While no Kindergarten Teacher, the film's Feinberg - a Democrat the Bush administration appointed, perhaps spotting a ready scapegoat - is at least a little inconsistent, and Keaton plays the inconsistency in such a way as for it to seem an interesting choice. The reputation that trails him around the Beltway is of a wily negotiator, and Borenstein and Colangelo join him schooling eager-beaver law students. Yet he's clearly more comfortable with theory than practice: a Washington insider and opera buff who travels with vast headphones to shut out the outside world (a scene-setting setpiece has him remaining seated and oblivious while his fellow commuters react to the attack on the Pentagon), he's also an unusually awkward public speaker for a lawyer. The first indication of the strength of this script comes when Feinberg says the wrong thing at an introductory meeting with the victims' families: it's exactly the wrong thing. Granted, this would be a morbidly surreal task for anyone to have to undertake. Only in America, where liability has been aggressively monetised by Saul Goodman-style ad after ad, would such a pre-emptive payout be necessary, and the nuts and bolts remain truly headscrambling. As one character points out, the World Trade Center housed CEOs and janitors alike, and Feinberg had to try and do restitutive justice to both groups. Dramatised verbatim testimony speaks to a healing process that remains ongoing, but the movie's best scenes are loaded with ironies and ambiguities that Colangelo picks up and socks over. Bereaved migrants sit in stunned shock as lawyers offer them $200,000 - more money than they've known in their entire lives - for the loss of their loved ones. And we marvel that a fellow who's so bad with people should have been chosen to make things right. He gets better, thankfully - and both Borenstein's writing and Keaton's performance have a sense of work being done, of a personality being finessed and refined by human contact.

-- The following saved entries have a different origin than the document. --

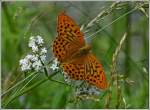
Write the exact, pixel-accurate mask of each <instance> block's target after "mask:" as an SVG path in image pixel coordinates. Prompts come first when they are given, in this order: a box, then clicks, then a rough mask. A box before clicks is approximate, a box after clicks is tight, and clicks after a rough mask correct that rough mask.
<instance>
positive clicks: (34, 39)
mask: <svg viewBox="0 0 150 110" xmlns="http://www.w3.org/2000/svg"><path fill="white" fill-rule="evenodd" d="M28 46H29V47H33V46H36V44H35V39H34V37H33V36H32V37H30V39H29V44H28Z"/></svg>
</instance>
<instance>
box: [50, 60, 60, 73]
mask: <svg viewBox="0 0 150 110" xmlns="http://www.w3.org/2000/svg"><path fill="white" fill-rule="evenodd" d="M58 64H59V62H58V60H57V58H55V59H54V61H53V64H52V65H51V67H50V68H51V69H52V70H53V71H54V70H58V69H59V67H58Z"/></svg>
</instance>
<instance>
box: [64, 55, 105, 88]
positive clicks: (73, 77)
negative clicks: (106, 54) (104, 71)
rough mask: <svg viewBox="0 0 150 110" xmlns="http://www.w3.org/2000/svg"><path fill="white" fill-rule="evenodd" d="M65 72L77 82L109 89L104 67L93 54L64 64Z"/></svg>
mask: <svg viewBox="0 0 150 110" xmlns="http://www.w3.org/2000/svg"><path fill="white" fill-rule="evenodd" d="M62 67H63V70H64V71H65V72H66V73H67V74H68V75H69V76H70V78H72V79H75V80H85V81H87V82H88V83H90V84H92V85H95V86H96V87H98V88H100V89H106V88H107V81H106V76H105V73H104V71H103V69H102V65H101V64H100V63H99V62H98V60H97V59H96V57H95V56H94V55H92V54H88V55H84V56H82V57H80V58H77V59H76V60H74V62H71V63H65V64H62Z"/></svg>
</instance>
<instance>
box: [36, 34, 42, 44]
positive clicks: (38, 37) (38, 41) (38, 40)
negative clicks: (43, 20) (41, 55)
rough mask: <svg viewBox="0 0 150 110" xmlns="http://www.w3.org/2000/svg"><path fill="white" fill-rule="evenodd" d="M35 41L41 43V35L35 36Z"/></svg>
mask: <svg viewBox="0 0 150 110" xmlns="http://www.w3.org/2000/svg"><path fill="white" fill-rule="evenodd" d="M36 42H37V43H38V44H43V43H44V42H43V39H42V37H41V36H39V35H38V36H37V37H36Z"/></svg>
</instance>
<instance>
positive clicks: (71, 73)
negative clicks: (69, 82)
mask: <svg viewBox="0 0 150 110" xmlns="http://www.w3.org/2000/svg"><path fill="white" fill-rule="evenodd" d="M62 67H63V70H64V72H66V73H67V74H68V75H69V77H70V78H71V79H75V80H84V76H85V75H84V73H85V72H84V65H83V64H73V63H66V64H63V65H62Z"/></svg>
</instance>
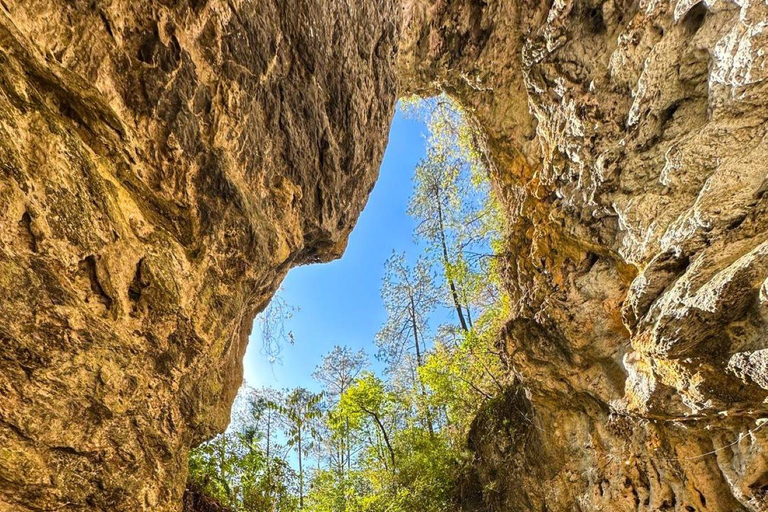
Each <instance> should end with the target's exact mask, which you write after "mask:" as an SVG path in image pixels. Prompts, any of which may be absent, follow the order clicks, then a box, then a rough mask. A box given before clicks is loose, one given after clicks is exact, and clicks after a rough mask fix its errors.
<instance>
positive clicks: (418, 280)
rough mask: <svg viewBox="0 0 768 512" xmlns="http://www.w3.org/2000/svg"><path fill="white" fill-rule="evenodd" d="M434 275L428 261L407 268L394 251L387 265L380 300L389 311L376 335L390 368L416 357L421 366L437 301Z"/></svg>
mask: <svg viewBox="0 0 768 512" xmlns="http://www.w3.org/2000/svg"><path fill="white" fill-rule="evenodd" d="M433 282H434V276H433V275H432V273H431V272H430V270H429V265H427V263H426V261H425V260H423V259H421V258H419V260H418V261H417V263H416V265H415V266H414V267H412V268H411V267H408V265H407V264H406V262H405V255H404V254H398V253H395V252H393V253H392V256H391V257H390V258H389V259H388V260H387V261H386V263H385V264H384V280H383V283H382V288H381V297H382V299H383V301H384V307H385V309H386V310H387V323H386V324H384V327H382V329H381V330H380V331H379V332H378V334H376V340H375V342H376V345H377V347H378V348H379V354H380V356H381V357H382V358H383V359H384V360H386V362H387V363H388V364H389V366H390V367H395V366H398V365H399V364H400V362H401V361H402V360H403V358H404V355H406V354H408V353H411V350H413V352H414V353H415V355H416V364H417V366H421V365H422V364H423V363H424V361H423V353H424V351H425V349H426V344H425V341H426V340H425V335H426V331H427V328H428V323H427V320H428V318H429V314H430V313H431V312H432V311H434V309H435V306H436V305H437V302H438V294H437V290H436V289H435V287H434V284H433Z"/></svg>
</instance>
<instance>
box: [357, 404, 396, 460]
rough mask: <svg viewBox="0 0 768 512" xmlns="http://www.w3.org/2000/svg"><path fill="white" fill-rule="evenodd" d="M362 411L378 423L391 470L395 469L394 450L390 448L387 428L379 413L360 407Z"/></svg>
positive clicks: (394, 455) (394, 450)
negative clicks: (378, 414)
mask: <svg viewBox="0 0 768 512" xmlns="http://www.w3.org/2000/svg"><path fill="white" fill-rule="evenodd" d="M361 409H362V410H363V412H366V413H368V414H370V415H371V417H372V418H373V421H375V422H376V425H378V427H379V430H380V431H381V436H382V437H383V438H384V443H385V444H386V445H387V451H389V460H390V461H391V462H392V471H394V470H395V450H393V449H392V443H390V442H389V436H388V435H387V429H385V428H384V424H383V423H382V422H381V419H380V418H379V415H378V414H376V413H375V412H373V411H371V410H368V409H365V408H363V407H361Z"/></svg>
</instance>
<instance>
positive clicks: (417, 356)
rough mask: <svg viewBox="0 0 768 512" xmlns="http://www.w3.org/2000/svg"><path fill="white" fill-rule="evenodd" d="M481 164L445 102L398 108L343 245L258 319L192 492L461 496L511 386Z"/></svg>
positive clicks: (290, 290)
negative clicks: (488, 432) (483, 411)
mask: <svg viewBox="0 0 768 512" xmlns="http://www.w3.org/2000/svg"><path fill="white" fill-rule="evenodd" d="M486 162H487V158H486V154H485V151H484V147H483V141H482V137H481V135H480V133H479V132H478V131H477V128H476V127H475V126H474V124H473V123H472V120H471V118H470V117H469V116H468V115H467V113H466V112H464V111H463V110H462V109H461V108H460V107H459V106H458V105H457V103H455V102H454V101H453V100H452V99H450V98H449V97H447V96H437V97H432V98H427V99H420V98H411V99H405V100H401V101H400V102H399V103H398V107H397V109H396V114H395V117H394V121H393V124H392V127H391V130H390V136H389V143H388V146H387V150H386V152H385V155H384V159H383V162H382V166H381V172H380V176H379V179H378V181H377V183H376V186H375V187H374V189H373V191H372V193H371V195H370V197H369V200H368V203H367V206H366V207H365V210H364V211H363V213H362V215H361V216H360V219H359V221H358V223H357V225H356V227H355V229H354V230H353V231H352V233H351V235H350V239H349V243H348V247H347V250H346V251H345V253H344V255H343V256H342V257H341V258H340V259H338V260H336V261H333V262H330V263H327V264H323V265H309V266H304V267H300V268H296V269H294V270H292V271H291V272H290V273H289V274H288V276H287V278H286V279H285V281H284V282H283V285H282V287H281V289H280V291H279V292H278V294H277V295H276V296H275V297H274V298H273V300H272V302H271V303H270V305H269V306H268V307H267V309H266V310H265V311H263V312H262V313H261V314H260V315H259V316H258V317H257V319H256V320H255V323H254V329H253V333H252V335H251V339H250V342H249V348H248V351H247V352H246V355H245V360H244V383H243V386H242V388H241V390H240V393H239V395H238V398H237V399H236V401H235V404H234V406H233V409H232V418H231V424H230V427H229V429H228V430H227V432H225V433H224V434H222V435H219V436H217V437H216V438H214V439H213V440H211V441H209V442H207V443H205V444H203V445H202V446H200V447H198V448H196V449H195V450H193V452H192V453H191V455H190V477H189V482H190V483H189V484H188V494H190V493H191V494H193V495H195V496H197V497H198V498H199V497H200V496H203V495H207V496H209V497H213V498H214V500H215V502H217V503H220V504H221V505H223V506H224V507H225V509H228V510H237V511H257V510H280V511H283V510H284V511H291V510H312V511H317V512H320V511H336V510H339V511H341V510H346V509H351V510H365V509H371V510H378V508H376V507H378V506H383V504H385V503H389V504H392V503H394V502H399V503H400V504H399V505H398V506H399V507H400V508H398V510H416V509H425V510H435V511H437V510H443V509H444V507H445V506H447V505H448V504H449V503H450V502H451V501H452V500H454V499H455V498H456V496H454V494H455V492H454V489H456V488H458V482H459V480H467V477H466V475H465V473H466V467H467V466H468V464H469V460H468V455H467V454H466V450H465V445H466V439H467V436H468V432H469V430H470V428H471V426H472V422H473V419H474V417H475V414H476V413H477V412H478V411H479V410H480V409H481V408H482V407H483V405H484V404H486V403H487V402H489V401H491V400H493V399H494V398H495V397H498V396H499V395H501V394H503V393H504V392H505V388H506V387H505V383H504V380H505V377H504V376H505V375H506V374H507V372H505V371H504V368H503V360H502V357H501V354H500V352H499V351H498V349H497V348H496V339H497V334H498V331H499V330H500V328H501V322H503V320H504V319H505V318H506V316H507V315H508V302H507V300H506V297H505V294H504V292H503V287H502V286H501V281H500V279H499V278H498V272H497V265H498V262H497V258H496V256H495V251H496V250H497V248H498V245H499V244H500V243H501V239H502V233H501V226H502V222H501V217H500V215H501V214H500V211H499V208H498V206H497V202H496V201H495V196H494V194H493V191H492V189H491V186H490V182H489V180H488V166H487V165H486ZM462 488H466V485H463V486H462ZM465 491H466V489H464V491H462V492H465ZM187 501H188V502H189V503H190V505H188V506H187V509H189V510H201V507H200V506H193V505H192V503H193V502H194V503H202V501H200V499H196V500H193V499H191V498H190V499H188V500H187ZM203 501H205V500H203ZM202 509H204V508H202Z"/></svg>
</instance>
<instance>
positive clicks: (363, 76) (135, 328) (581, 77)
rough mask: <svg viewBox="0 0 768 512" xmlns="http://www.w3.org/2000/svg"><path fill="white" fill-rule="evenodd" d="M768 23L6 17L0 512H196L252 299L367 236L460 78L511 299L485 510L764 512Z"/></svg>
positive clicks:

The breakthrough in this legislation came when Feinberg's office realised they had to consider each claim individually, rather than applying some universal formula; the small triumph being commemorated here - nothing when set against the scale of the tragedy, of course - is that of a system loosening up to better accommodate the individual. This is reflected, in turn, by one of those supporting casts American movies used to have before its wiser personnel, sensing a paradigm shift, eloped to cable television. Colangelo's sensitively cast day players suggest disparate personalities, shellshocked in their own way; as Feinberg's deputy Camille Biros, the quietly great Amy Ryan often seems better adjusted to running this case (and thereby allows Colangelo to pass sly comment on how the system is run); and then there's Stanley Tucci as Charles Wolf, an owlish blogger who lost his wife in the attacks and now presents as the one stickler eccentric enough to be Ken Feinberg's match. His scenes with Keaton are like watching a pair of flints being smashed together: the sparks would be exciting and warming enough, but then each party begins to divest the other of their sharper edges, and the film starts teaching us something about the practice of negotiation. Mostly, there is Keaton, still a joy as he transforms conversations into growling monologues by answering his own questions, and one of the few remaining screen actors capable of conveying the intelligent thought required for this role. The film is strictly New York secular - which is how it shakes off that post-9/11 hoopla over creed and colour - but its protagonist emerges as almost a Biblical figure, at the centre of a trial that required an uncommon wisdom. Far less idiosyncratic than The Kindergarten Teacher - a film that wound up at such a gripping extreme one forgot it was a remake - Worth sits close to what used to be the Hollywood centreground, yet it still provokes the odd question as you power down for the night, principally: well, how much would you or I be worth? Its indifferent treatment raises other issues besides. Given the apparent determination to toss a film like this - one that would have value beyond the ever-narrow awards corridor - how much is any film worth nowadays?

Worth is now available to stream via Netflix.